Question: A nurse wants to reinforce positive self-esteem for a patient diagnosed with major depressive disorder. Today, the patient is wearing a new shirt and has neat, clean hair. Which remark is most appropriate?
Answer Choices:
a. “I’m glad to see you’re taking an interest in your appearance again.”
b. “You look nice in that shirt.”
c. “It’s good to see you looking well-groomed.”
d. “You must be feeling better about yourself today.”
Answer:
A
Question: A nurse assesses a newly admitted patient diagnosed with major depressive disorder. Which statement is an example of “attending”?
Answer Choices:
A. “We all have stress in life. Being in a psychiatric hospital is not the end of the world.”
B. “Tell me why you felt you had to be hospitalized to receive treatment for your depression.”
C. “You will feel better after we get some antidepressant medication started for you.”
D. “I’d like to sit with you for a while, so you may feel more comfortable talking with me.”
Answer:
D. “I’d like to sit with you for a while, so you may feel more comfortable talking with me.”

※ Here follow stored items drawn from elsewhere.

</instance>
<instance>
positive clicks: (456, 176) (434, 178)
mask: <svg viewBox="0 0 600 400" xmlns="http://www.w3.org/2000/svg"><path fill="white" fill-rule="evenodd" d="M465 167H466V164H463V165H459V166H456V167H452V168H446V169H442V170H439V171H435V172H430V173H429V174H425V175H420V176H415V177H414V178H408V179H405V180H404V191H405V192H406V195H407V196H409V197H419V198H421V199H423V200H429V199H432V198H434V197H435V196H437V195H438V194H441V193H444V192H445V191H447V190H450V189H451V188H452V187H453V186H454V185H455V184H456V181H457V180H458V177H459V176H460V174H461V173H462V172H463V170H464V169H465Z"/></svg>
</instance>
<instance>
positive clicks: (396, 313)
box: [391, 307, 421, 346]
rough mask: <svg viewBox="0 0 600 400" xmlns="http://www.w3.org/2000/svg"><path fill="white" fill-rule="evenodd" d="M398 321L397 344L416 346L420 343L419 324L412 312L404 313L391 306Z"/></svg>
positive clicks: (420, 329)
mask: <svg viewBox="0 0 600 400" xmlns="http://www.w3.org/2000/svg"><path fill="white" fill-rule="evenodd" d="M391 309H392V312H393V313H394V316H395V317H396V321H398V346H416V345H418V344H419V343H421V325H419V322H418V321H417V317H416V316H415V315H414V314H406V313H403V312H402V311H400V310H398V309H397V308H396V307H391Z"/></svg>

Question: After several therapeutic encounters with a patient who recently attempted suicide, which occurrence should cause the nurse to consider the possibility of countertransference? a. The patient’s reactions toward the nurse seem realistic and appropriate. b. The patient states, “Talking to you feels like talking to my parents.” c. The nurse feels unusually happy when the patient’s mood begins to lift. d. The nurse develops a trusting relationship with the patient.
Answer Choices:
a. The patient’s reactions toward the nurse seem realistic and appropriate.
b. The patient states, “Talking to you feels like talking to my parents.”

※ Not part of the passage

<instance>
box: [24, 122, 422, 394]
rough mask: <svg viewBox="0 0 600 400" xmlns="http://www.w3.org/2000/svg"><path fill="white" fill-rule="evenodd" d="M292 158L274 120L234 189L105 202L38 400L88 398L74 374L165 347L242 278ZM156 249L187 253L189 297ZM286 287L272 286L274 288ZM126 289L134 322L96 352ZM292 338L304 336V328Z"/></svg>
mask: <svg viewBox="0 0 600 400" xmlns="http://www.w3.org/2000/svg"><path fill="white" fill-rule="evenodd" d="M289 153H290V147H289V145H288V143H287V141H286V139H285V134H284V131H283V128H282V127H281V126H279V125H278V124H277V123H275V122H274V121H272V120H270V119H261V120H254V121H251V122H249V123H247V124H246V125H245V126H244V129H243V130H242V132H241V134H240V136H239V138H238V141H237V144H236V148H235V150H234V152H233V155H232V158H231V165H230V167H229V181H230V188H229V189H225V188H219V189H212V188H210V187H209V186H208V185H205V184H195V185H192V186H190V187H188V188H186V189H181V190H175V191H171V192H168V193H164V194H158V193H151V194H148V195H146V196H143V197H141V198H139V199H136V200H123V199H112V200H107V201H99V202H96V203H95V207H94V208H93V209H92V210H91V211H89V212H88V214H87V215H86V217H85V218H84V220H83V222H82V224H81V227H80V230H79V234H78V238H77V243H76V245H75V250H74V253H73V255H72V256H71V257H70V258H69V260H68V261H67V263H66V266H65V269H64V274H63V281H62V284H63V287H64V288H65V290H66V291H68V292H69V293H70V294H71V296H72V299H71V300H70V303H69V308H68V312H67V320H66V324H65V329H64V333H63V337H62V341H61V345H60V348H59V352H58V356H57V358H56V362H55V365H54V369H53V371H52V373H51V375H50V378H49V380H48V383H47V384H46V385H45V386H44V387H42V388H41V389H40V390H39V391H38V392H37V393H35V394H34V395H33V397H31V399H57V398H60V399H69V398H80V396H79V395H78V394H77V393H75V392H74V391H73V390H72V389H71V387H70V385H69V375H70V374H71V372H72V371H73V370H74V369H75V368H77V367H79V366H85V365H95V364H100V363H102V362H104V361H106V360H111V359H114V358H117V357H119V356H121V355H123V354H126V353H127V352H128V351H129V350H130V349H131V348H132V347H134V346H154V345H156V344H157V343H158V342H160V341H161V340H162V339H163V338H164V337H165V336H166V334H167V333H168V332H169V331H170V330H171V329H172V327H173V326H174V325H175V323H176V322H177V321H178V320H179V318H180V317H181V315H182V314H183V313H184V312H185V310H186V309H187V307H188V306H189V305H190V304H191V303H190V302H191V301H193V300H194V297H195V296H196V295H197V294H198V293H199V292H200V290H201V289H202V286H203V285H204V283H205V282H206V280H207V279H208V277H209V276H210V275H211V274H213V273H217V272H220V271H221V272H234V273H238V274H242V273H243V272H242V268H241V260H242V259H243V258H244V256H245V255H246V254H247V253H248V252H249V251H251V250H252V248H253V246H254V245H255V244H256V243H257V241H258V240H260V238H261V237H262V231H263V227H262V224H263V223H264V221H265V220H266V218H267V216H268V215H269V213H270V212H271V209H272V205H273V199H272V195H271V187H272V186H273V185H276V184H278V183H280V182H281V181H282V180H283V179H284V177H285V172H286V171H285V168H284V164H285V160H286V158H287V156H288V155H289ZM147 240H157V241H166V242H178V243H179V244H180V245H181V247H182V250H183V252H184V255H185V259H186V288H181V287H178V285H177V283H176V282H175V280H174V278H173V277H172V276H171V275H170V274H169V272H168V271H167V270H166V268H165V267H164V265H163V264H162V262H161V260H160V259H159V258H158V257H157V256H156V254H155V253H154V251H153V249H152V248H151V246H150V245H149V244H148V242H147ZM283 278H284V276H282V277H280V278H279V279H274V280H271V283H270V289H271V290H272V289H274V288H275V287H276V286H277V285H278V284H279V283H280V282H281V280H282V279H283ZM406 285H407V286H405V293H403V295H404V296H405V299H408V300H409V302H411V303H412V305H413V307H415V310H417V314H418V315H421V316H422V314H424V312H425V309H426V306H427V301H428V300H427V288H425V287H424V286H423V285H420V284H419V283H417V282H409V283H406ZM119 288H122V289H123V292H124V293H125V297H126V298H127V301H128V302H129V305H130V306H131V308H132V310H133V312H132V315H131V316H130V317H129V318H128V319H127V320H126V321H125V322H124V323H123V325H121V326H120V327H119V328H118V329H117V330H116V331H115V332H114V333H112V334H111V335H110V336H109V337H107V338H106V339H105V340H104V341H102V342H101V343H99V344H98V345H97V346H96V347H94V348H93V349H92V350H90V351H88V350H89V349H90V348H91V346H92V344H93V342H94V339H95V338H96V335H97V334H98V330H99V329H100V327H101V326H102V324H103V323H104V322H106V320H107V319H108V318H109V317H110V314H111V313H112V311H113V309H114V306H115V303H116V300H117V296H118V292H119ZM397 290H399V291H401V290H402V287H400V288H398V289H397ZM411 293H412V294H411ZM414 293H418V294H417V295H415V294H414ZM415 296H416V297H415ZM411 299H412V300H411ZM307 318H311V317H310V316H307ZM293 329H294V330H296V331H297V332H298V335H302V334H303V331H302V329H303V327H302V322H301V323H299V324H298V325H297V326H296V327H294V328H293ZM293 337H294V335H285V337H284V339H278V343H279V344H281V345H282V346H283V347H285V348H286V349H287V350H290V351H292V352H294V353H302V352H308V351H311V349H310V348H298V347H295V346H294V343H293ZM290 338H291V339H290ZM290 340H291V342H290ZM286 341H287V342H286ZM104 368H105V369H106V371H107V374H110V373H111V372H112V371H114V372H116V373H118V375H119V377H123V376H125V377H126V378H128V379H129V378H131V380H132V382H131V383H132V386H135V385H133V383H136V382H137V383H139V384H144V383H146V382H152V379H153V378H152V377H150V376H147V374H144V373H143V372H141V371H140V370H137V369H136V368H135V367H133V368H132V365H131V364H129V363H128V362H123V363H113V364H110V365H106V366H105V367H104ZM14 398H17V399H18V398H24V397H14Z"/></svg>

c. The nurse feels unusually happy when the patient’s mood begins to lift.
d. The nurse develops a trusting relationship with the patient.
Answer:
C
Question: A patient diagnosed with major depressive disorder has lost 20 pounds in 1 month. The patient has chronic low self-esteem and a plan for suicide. The patient has taken an antidepressant medication for 1 week. Which nursing intervention is most directly related to this priority: “Patient will refrain from gestures and attempts to harm self”?
Answer Choices:
a. Implement suicide prevention interventions.
b. Frequently offer high-calorie snacks and fluids.
c. Assist the patient to identify three personal strengths.
d. Observe patient for therapeutic effects of antidepressant medication.
Answer:
a. Implement suicide prevention interventions.